Bouchardy: “Yes, yes—something of je ne sais quoi! That’s the very phrase—n’est-ce pas, vous autres, that is a good phrase that Papelard has just invented to describe the voice of the Englishman. He is very intelligent, Papelard.”
Chorus: “Perfect, perfect; he has the genius of characterization, Papelard. Dites donc, l’Anglais! once more that beautiful song—hein? Nous vous en prions tous.”
Little Billee willingly sang it again, with even greater applause, and again they galloped, but the other way round and faster, so that Little Billee became quite hysterical, and laughed till his sides ached.
Then Dubosc: “I find there is something of very capitous and exciting in English music—of very stimulating. And you, Bouchardy?”
Bouchardy: “Oh, me! It is above all the words that I admire; they have something of passionate, of romantic—‘ze-ese glâ-âves, zese glâ-âves—zey do not belong to me.’ I don’t know what that means, but I love that sort of—of—of—je ne sais quoi, in short! Just once more, l’Anglais; only once, the four couplets.”
So he sang it a third time, all four verses, while they leisurely ate and drank and smoked and looked at each other, nodding solemn commendation of certain phrases in the song: “Très bien!” “Très bien!” “Ah! voilà qui est bien réussi!” “Épatant, ça!” “Très fin!” etc., etc. For, stimulated by success, and rising to the occasion, he did his very utmost to surpass himself in emphasis of gesture and accent and histrionic drollery—heedless of the fact that not one of his listeners had the slightest notion what his song was about.
It was a sorry performance.
And it was not till he had sung it four times that he discovered the whole thing was an elaborate impromptu farce, of which he was the butt, and that of all his royal spread not a crumb or a drop was left for himself.
It was the old fable of the fox and the crow!

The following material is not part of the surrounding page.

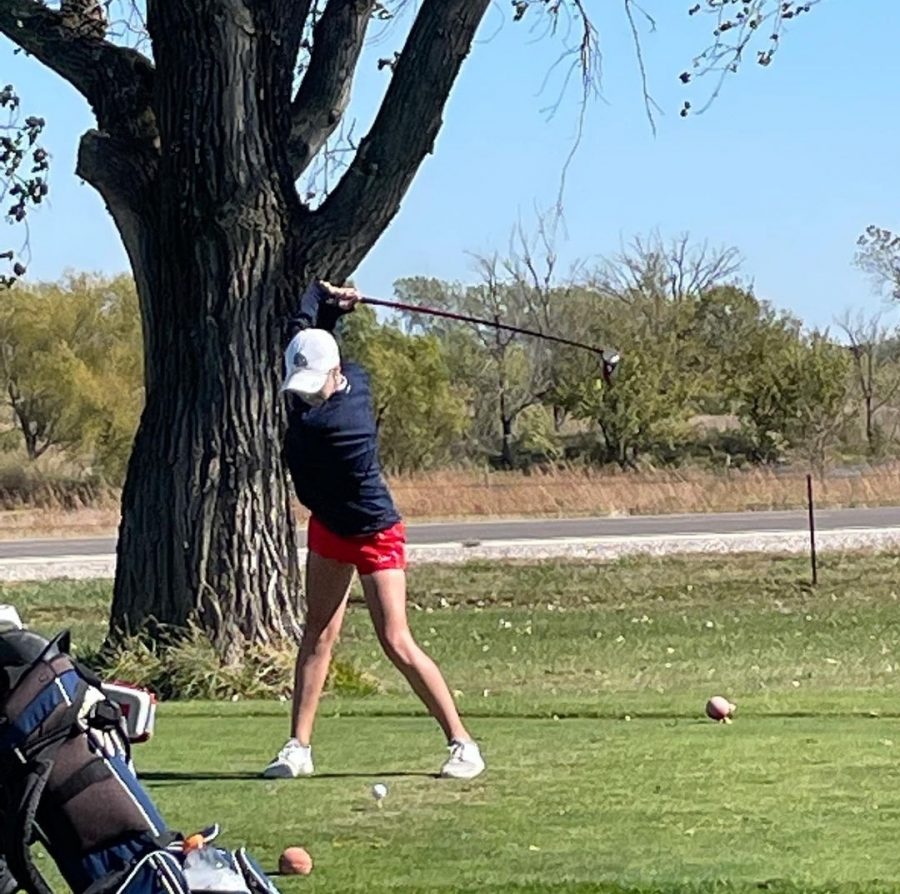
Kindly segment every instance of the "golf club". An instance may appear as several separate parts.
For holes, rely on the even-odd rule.
[[[404,304],[401,301],[386,301],[384,298],[369,298],[363,296],[360,301],[363,304],[371,304],[378,307],[389,307],[392,310],[406,311],[407,313],[428,314],[433,317],[444,317],[447,320],[457,320],[461,323],[472,323],[475,326],[490,326],[494,329],[502,329],[505,332],[513,332],[517,335],[527,335],[531,338],[543,338],[546,341],[554,341],[561,345],[568,345],[571,348],[580,348],[583,351],[590,351],[600,357],[601,372],[603,380],[610,384],[615,378],[616,372],[621,362],[621,355],[612,348],[598,348],[594,345],[588,345],[584,342],[573,341],[569,338],[562,338],[559,335],[549,335],[546,332],[538,332],[535,329],[525,329],[521,326],[512,326],[509,323],[501,323],[499,320],[485,320],[480,317],[469,316],[468,314],[458,314],[449,310],[438,310],[433,307],[425,307],[418,304]]]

And to do him justice, he laughed as heartily as anyone, as if he thoroughly enjoyed the joke—and when you take jokes in that way people soon leave off poking fun at you. It is almost as good as being very big, like Taffy, and having a choleric blue eye!
Such was Little Billee’s first experience of Carrel’s studio, where he spent many happy mornings and made many good friends.
No more popular student had ever worked there within the memory of the grayest graybeards; none more amiable, more genial, more cheerful, self-respecting, considerate, and polite, and certainly none with greater gifts for art.
Carrel would devote at least fifteen minutes to him, and invited him often to his own private studio. And often, on the fourth and fifth day of the week, a group of admiring students would be gathered by his easel watching him as he worked.
“C’est un rude lapin, l’Anglais! au moins il sait son orthographe en peinture, ce coco-là!”
Such was the verdict on Little Billee at Carrel’s studio; and I can conceive no loftier praise.